Me levant tout d’une pièce, je suivis mon guide dans un autre escalier; arrivé au troisième étage, il me fit entrer dans une chambre à deux lits, assez spacieuse, assez propre, mais affreusement imprégnée de l’odeur de la fumée de tabac: «C’est la chambre de mes filles,» me dit-il. Je n’en crus pas un mot. Un quart d’heure après je dînais.
Je n’ai jamais su dîner seul; à table, je ne supporte la solitude qu’à la condition d’évoquer par le souvenir un convive de mon choix; il vient, sinon partager mon repas, du moins y assister. Douce et bonne fée que l’imagination! Cette fois, ce fut une femme, ma gentille hôtesse de Carlsruhe que j’évoquai. Mais notre tête-à-tête fut de courte durée. Brascassin vint presque aussitôt se mettre en tiers avec nous. Brascassin! Thérèse Ferrière! mes deux énigmes vivantes, les deux sphinx qui semblaient avoir mis au défi ma perspicacité naturelle! A Bade, je n’étais point resté un jour sans broder à l’infini des commentaires sur le lien mystérieux qui les unissait; peine perdue; la lumière ne s’était pas faite, et mon voyage menaçait de s’achever, privé de son épisode le plus intéressant. Allais-je donc rentrer en France comme un chasseur maladroit qui revient le carnier vide?
Au milieu de ces idées, je sentis le sommeil me venir. Je chargeai mon garçon de service de me réveiller au moment voulu, et j’essayai de dormir.
J’essayai, c’est le mot. Dormez donc au milieu des cris, des chants, du bruit de la rue et de toutes les musiques de l’Allemagne, de la Belgique et de l’Alsace conjurées ensemble! Je m’assoupissais un instant pour me réveiller en sursaut, pensant que le feu était à la maison ou que les escaliers s’écroulaient.
A dix heures, le garçon frappa à ma porte. Je me levai. Il me conduisit à la station du chemin de fer; le convoi arrivait. Enfin, je revoyais la France! Avec une rapidité de trente lieues à l’heure la locomotive se dirigeait sur Paris. A Paris, que de changements depuis mon départ! De nouvelles rues, plus larges que des boulevards, avaient été ouvertes; tous les chemins de fer se reliaient entre eux et circulaient sur les bas côtés de ces voies gigantesques.

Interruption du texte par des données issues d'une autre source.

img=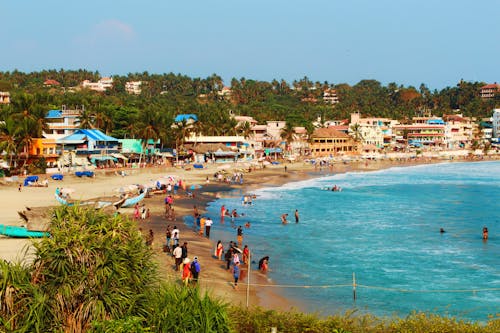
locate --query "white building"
[43,105,85,140]
[0,91,10,104]
[125,81,142,95]
[492,109,500,138]
[82,77,113,92]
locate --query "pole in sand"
[352,272,356,302]
[247,251,252,308]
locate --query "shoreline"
[0,154,496,312]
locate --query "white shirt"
[172,246,182,259]
[172,229,179,239]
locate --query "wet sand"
[0,159,496,310]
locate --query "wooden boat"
[0,224,50,238]
[55,190,147,209]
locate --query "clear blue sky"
[0,0,500,89]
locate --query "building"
[443,114,476,149]
[323,88,339,104]
[479,82,500,99]
[43,105,85,140]
[309,127,358,157]
[491,109,500,141]
[184,133,254,163]
[43,79,61,87]
[0,91,10,104]
[125,81,142,95]
[349,113,395,148]
[392,120,445,147]
[56,129,121,163]
[82,77,113,92]
[28,138,59,167]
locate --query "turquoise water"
[196,162,500,321]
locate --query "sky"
[0,0,500,90]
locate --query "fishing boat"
[54,190,147,209]
[0,224,50,238]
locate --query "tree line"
[0,69,500,169]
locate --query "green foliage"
[229,307,500,333]
[146,285,229,333]
[0,206,229,332]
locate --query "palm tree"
[0,117,19,167]
[171,119,192,163]
[280,122,295,151]
[137,110,162,166]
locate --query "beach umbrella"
[60,187,76,194]
[115,184,139,193]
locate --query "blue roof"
[45,110,62,118]
[175,113,198,123]
[58,129,118,141]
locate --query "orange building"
[309,127,358,157]
[28,138,59,166]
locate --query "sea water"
[190,162,500,321]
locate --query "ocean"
[188,161,500,321]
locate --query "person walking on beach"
[259,256,269,273]
[191,257,201,284]
[243,245,250,264]
[215,240,224,260]
[233,263,240,290]
[224,246,234,270]
[172,246,182,271]
[483,227,488,240]
[146,229,155,247]
[181,242,187,268]
[182,258,191,287]
[199,216,207,236]
[134,203,140,220]
[172,225,179,247]
[165,225,172,252]
[205,217,214,238]
[236,225,243,247]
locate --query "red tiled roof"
[43,79,60,86]
[312,127,350,138]
[481,83,500,90]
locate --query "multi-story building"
[392,119,445,146]
[0,91,10,104]
[28,138,59,167]
[82,77,113,92]
[323,88,339,104]
[480,82,500,99]
[43,105,85,140]
[443,114,476,149]
[491,109,500,139]
[125,81,142,95]
[349,113,393,148]
[309,127,358,157]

Sans descendre du wagon, je pus du débarcadère de l’Est gagner l’embarcadère de Saint-Germain et de là Marly-le-Roi. Mais à Marly pas de station. Entraîné jusqu’à Poissy, sur le chemin de fer du Nord, du chemin de fer du Nord, avec une rapidité toujours croissante, je rentrais dans celui de l’Est par Charleroi, Luxembourg et Metz; je franchissais de nouveau Strasbourg; le pont d’essai que j’avais naguère traversé, musique en tête, était devenu pont de pierre, pont définitif; il réunissait les deux rives du Rhin! et, le Rhin franchi, deux cavaliers parurent tout à coup, prirent la voie, et dans leur course, non moins rapide que celle du chemin de fer, se tenant à la hauteur du wagon que j’occupais, ils semblaient vouloir me servir d’escorte. Tous deux assis sur un même cheval apocalyptique, étaient vêtus de riches costumes, mais sous leur veste brodée d’or ou de soie le vent s’engouffrait à grand bruit comme dans le vide; la chair manquait à leurs os, qui cliquetaient à chaque bond de leur coursier.

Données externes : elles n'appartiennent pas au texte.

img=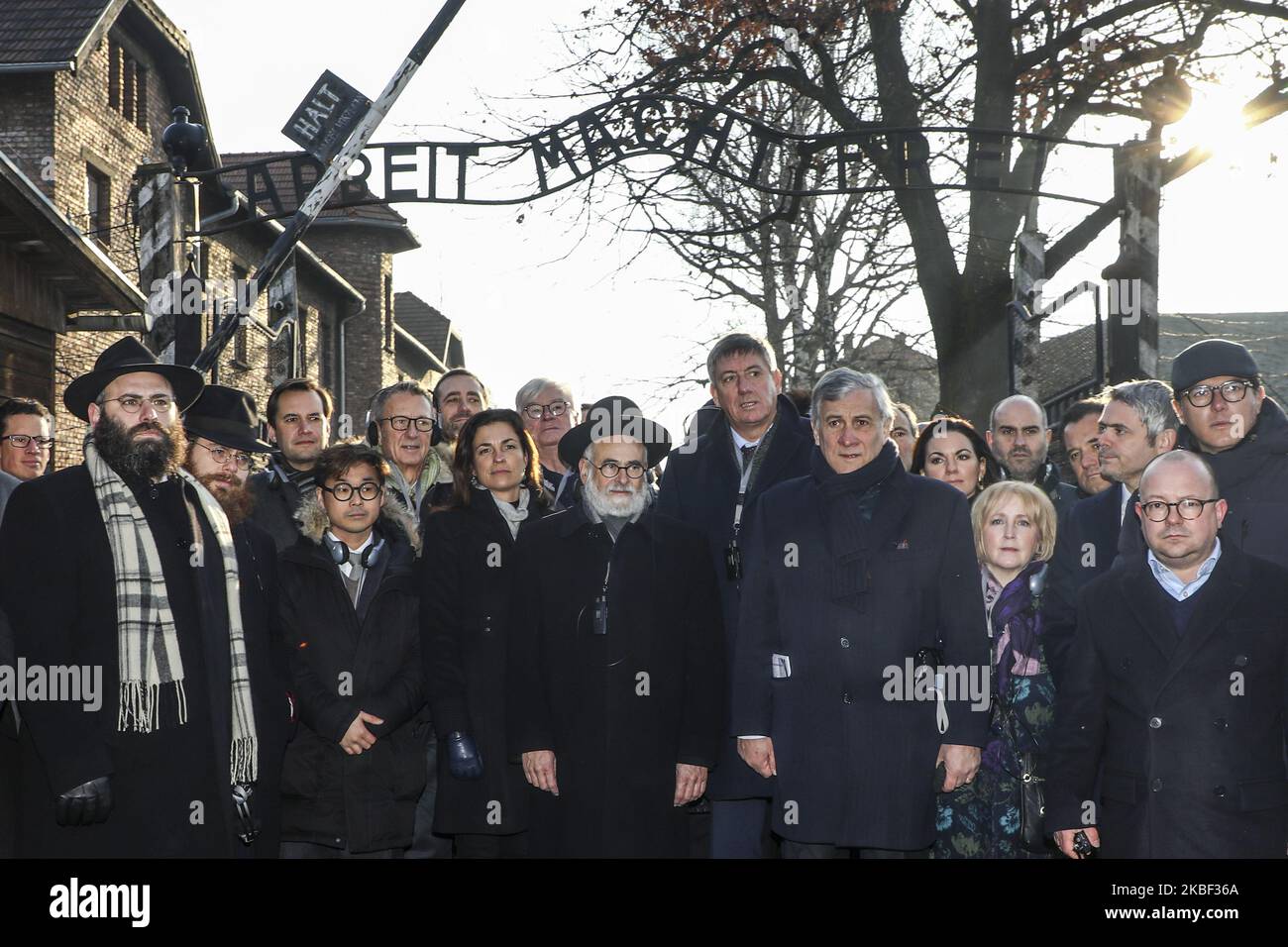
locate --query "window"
[85,164,112,246]
[233,263,250,368]
[107,40,149,132]
[385,275,394,352]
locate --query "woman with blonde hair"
[934,480,1056,858]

Le premier, sur son front dénudé, portait une perruque à la Louis XIV, le second, une perruque du temps de la Régence. Dans leurs orbites creuses une faible lueur, bleuâtre et vacillante, tenait lieu de regard, et à leurs talons osseux étaient vissés de longs éperons terminés par une boule. Plus squelette encore que ses maîtres, le cheval avait toutes ses articulations chevillées de cuivre; à travers l’écartement de ses côtes je voyais dans l’intérieur de son corps décharné fonctionner une petite machine garnie de pistons et de coussins de cuir, que pressaient tour à tour les éperons arrondis des cavaliers. C’était un cheval locomotif, à air comprimé (système Andraud). Ces cavaliers tournèrent la tête vers moi et se nommèrent. Je m’inclinai devant Louis-Guillaume, le vainqueur des Turcs, et devant Charles-Guillaume, le fondateur de la ville en éventail, le héros de ma dernière légende.
La légende et l’histoire m’escortaient donc à mon retour dans les États de Bade!
Charles-Guillaume, faisant sans doute allusion à son entrée dans l’église de Lichtenthal, et à sa position forcée durant la messe invisible, me dit alors en ricanant:
«Eh bien, monsieur le légendaire, à votre tour vous voilà entraîné par une force que votre volonté ne suffit pas à maîtriser!»